MADRID: Spanish banking titan Santander reported a third-quarter profit plunge as it wrote down billions of euros in assets linked to a 2008 property market collapse.
Santander, the largest bank in the eurozone by market capital, said net profit dived to just 100 million euros ($ 130 million) in the third quarter from 1.8 billion euros a year earlier.
Net banking income rose 2.93 percent to 7.495 billion euros.
Investors seemed to take comfort in the cleaner balance sheet, however, sending Santander shares up 0.24 percent to 5.77 euros in early afternoon trade on the Madrid stock market.

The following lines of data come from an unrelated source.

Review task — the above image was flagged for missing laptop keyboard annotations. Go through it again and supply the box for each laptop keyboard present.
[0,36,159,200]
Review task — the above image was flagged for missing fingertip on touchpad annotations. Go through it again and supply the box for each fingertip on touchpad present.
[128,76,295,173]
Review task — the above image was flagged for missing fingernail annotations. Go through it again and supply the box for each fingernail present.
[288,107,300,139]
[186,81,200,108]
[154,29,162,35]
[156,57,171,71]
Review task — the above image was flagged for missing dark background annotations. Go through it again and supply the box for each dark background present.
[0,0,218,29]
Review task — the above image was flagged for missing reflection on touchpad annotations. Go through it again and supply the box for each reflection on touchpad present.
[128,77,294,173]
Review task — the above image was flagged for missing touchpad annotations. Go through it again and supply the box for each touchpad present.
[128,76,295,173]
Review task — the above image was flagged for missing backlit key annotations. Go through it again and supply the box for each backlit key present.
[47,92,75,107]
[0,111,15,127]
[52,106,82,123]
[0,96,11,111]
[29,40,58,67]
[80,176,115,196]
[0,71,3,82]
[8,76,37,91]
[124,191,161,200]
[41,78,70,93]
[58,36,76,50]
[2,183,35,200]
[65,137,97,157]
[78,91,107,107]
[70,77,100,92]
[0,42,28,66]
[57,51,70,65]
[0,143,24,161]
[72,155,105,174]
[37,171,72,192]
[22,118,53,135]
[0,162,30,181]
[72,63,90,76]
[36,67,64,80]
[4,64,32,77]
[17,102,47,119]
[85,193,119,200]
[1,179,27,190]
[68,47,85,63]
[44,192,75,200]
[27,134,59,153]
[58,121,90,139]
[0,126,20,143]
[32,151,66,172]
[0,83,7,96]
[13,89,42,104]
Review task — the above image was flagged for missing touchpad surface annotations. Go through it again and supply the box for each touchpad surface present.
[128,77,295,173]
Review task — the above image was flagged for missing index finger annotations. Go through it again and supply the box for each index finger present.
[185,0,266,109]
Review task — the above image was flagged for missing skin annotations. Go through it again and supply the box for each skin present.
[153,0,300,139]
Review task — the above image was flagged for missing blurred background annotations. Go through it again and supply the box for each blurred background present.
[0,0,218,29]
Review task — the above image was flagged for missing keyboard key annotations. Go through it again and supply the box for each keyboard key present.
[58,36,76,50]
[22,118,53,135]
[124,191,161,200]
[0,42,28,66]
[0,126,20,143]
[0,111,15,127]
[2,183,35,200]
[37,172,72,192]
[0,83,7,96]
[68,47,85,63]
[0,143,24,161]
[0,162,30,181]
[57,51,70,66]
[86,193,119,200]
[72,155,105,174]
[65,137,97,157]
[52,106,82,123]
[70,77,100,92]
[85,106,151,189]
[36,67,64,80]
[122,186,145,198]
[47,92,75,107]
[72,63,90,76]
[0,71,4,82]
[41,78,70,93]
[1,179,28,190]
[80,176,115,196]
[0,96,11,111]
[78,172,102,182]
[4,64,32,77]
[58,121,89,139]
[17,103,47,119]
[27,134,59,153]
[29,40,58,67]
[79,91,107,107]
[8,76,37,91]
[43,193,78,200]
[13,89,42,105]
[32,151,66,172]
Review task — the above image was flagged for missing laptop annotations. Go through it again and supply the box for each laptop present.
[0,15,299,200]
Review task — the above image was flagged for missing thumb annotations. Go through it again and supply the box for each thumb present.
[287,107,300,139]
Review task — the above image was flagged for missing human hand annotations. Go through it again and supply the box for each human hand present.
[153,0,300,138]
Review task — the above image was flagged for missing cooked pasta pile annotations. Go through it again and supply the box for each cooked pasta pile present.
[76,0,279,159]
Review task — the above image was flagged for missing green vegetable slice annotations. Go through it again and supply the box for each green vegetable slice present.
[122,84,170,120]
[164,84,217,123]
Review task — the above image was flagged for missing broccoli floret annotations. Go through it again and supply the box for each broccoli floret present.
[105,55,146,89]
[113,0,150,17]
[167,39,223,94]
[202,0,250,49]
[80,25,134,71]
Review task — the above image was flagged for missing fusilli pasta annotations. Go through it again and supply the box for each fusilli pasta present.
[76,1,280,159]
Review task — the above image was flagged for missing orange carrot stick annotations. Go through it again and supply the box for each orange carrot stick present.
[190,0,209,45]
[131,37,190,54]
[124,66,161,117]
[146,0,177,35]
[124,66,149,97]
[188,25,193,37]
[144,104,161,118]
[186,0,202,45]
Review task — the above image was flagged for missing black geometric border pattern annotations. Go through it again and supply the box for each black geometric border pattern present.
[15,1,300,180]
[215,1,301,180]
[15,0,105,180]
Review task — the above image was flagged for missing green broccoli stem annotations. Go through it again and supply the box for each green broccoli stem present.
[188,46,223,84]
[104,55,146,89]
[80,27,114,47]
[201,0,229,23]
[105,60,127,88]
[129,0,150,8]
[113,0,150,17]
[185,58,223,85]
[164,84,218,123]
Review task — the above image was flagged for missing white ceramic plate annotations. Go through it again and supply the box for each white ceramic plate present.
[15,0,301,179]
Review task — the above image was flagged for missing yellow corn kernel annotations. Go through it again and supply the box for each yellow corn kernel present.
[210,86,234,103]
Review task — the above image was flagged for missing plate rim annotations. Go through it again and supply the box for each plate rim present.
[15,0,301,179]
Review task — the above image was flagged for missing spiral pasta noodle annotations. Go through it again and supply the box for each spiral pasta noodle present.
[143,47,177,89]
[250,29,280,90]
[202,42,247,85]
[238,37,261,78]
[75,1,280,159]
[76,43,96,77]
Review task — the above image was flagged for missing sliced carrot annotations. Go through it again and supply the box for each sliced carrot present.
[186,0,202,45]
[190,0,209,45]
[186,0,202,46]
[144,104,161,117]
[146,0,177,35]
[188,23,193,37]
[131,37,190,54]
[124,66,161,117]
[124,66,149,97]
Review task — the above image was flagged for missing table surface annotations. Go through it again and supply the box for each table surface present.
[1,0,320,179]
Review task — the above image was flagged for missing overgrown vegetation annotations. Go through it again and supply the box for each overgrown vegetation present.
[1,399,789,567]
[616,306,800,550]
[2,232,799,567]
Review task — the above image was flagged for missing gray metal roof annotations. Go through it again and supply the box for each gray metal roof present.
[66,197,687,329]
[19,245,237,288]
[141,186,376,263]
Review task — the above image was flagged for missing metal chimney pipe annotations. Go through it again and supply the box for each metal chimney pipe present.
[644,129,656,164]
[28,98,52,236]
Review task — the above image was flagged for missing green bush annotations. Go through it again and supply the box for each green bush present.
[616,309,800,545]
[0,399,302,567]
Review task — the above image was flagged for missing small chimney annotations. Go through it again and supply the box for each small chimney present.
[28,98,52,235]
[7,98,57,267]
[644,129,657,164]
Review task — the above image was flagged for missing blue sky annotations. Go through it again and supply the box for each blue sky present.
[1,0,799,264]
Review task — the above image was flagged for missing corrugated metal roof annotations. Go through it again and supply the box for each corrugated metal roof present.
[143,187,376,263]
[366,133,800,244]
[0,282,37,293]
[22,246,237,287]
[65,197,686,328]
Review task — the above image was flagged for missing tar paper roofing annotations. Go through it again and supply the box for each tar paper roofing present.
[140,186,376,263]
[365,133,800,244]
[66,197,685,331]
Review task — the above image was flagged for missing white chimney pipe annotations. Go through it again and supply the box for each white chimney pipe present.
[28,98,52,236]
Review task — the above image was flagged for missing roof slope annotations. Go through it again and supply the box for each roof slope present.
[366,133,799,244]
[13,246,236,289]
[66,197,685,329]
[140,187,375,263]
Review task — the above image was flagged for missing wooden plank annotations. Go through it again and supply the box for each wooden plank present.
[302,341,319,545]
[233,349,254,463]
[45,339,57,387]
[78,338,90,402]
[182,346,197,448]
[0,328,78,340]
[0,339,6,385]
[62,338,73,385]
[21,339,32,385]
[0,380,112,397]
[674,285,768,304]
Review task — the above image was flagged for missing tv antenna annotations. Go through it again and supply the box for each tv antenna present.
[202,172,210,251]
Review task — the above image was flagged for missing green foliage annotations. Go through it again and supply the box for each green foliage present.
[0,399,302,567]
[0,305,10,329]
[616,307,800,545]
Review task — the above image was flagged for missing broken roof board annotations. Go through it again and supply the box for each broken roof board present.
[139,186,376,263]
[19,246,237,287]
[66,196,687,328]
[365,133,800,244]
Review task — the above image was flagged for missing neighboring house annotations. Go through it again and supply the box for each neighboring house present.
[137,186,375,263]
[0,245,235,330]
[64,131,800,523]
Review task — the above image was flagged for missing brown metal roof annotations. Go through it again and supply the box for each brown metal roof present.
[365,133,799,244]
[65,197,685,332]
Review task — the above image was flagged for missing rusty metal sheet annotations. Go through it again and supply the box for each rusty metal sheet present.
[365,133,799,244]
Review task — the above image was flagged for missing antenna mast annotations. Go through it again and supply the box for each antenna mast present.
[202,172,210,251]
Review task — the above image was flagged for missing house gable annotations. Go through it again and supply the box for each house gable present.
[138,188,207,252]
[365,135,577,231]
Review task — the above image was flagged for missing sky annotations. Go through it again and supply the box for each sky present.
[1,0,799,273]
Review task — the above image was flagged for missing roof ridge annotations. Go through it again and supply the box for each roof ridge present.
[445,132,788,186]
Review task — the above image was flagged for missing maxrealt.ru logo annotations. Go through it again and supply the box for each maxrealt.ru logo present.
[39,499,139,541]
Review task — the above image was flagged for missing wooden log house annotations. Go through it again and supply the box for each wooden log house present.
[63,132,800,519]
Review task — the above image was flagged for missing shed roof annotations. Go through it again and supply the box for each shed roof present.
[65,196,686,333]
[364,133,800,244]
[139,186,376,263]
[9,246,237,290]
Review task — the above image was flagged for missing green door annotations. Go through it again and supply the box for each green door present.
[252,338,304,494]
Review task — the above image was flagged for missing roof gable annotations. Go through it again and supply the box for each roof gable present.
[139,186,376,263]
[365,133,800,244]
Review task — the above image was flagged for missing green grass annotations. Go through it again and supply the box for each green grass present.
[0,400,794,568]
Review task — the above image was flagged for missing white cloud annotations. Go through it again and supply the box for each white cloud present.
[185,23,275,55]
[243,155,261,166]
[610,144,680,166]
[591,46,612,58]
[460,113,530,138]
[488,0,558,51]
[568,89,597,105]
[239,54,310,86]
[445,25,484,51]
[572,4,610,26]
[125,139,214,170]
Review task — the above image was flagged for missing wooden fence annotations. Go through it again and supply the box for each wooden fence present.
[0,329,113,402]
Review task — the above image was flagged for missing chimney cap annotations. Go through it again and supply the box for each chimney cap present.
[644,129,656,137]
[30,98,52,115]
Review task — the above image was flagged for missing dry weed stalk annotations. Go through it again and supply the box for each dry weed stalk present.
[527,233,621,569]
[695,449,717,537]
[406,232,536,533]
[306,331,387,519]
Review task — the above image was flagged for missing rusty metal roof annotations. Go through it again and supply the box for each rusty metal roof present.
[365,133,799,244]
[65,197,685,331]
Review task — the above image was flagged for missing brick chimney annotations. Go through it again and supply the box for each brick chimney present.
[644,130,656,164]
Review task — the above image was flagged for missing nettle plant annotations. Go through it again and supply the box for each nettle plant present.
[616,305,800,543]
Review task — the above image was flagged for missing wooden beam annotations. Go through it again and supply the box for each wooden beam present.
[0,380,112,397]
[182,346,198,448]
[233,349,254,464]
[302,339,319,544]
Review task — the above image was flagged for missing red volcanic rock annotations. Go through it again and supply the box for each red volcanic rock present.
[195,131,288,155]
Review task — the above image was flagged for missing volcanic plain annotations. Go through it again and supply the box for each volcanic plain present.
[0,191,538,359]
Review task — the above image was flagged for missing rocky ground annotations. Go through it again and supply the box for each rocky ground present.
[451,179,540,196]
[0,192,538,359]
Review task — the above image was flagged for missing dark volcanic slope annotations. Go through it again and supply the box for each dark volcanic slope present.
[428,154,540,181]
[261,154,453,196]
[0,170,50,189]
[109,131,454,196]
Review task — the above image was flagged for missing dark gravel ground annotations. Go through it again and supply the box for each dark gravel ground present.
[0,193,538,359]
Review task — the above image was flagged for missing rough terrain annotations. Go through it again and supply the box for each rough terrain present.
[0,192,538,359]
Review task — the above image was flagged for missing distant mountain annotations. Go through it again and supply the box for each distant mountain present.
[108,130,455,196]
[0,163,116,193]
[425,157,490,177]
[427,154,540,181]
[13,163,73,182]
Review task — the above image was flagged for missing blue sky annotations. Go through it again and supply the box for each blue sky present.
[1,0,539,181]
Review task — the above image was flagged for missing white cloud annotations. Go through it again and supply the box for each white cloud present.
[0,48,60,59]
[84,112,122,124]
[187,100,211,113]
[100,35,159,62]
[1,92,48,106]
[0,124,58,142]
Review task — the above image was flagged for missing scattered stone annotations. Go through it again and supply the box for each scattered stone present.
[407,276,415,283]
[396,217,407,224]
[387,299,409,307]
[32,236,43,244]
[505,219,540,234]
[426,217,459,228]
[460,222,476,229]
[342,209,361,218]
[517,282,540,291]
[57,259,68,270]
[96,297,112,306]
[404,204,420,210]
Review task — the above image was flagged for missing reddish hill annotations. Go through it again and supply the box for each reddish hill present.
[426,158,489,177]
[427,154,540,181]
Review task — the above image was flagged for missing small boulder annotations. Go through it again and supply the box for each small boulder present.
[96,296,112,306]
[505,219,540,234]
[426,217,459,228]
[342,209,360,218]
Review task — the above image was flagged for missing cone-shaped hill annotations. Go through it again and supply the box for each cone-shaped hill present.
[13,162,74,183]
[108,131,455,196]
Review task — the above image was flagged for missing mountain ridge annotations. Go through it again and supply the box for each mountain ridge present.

Over the first nine months of this year, the bank said net profit slumped by 66 percent to 1.80 billion euros.
The results so far this year were hit by the 14.5-billion-euro cost of making provisions against bad loans and against real estate exposure in Spain.
If the cost of those provisions is stripped out, Santander said it would have reported a net profit of 18.2 billion euros.
“The bank’s capacity to generate profit enables us to set aside hefty real estate provisions in Spain in 2012 and significantly increase non-performing loan coverage,” bank chairman Emilio Botin said in a statement.
Santander said 50 percent of the group profit in the first nine months of 2012 came from Latin America and 28 percent from continental Europe, with Spain alone accounting for 16 percent.
Britain was responsible for 13 percent of the profit and the US nine percent.
Spain’s eurozone neighbors have offered it a credit line of up to 100 billion euros to stabilize its banks, of which the government says it will need about 40 billion euros.
Santander took part in an ill-fated takeover over of Dutch lender ABN Amro, in a consortium with Belgo-Dutch group Fortis and Royal Bank of Scotland, in 2007 just before the global financial crisis struck.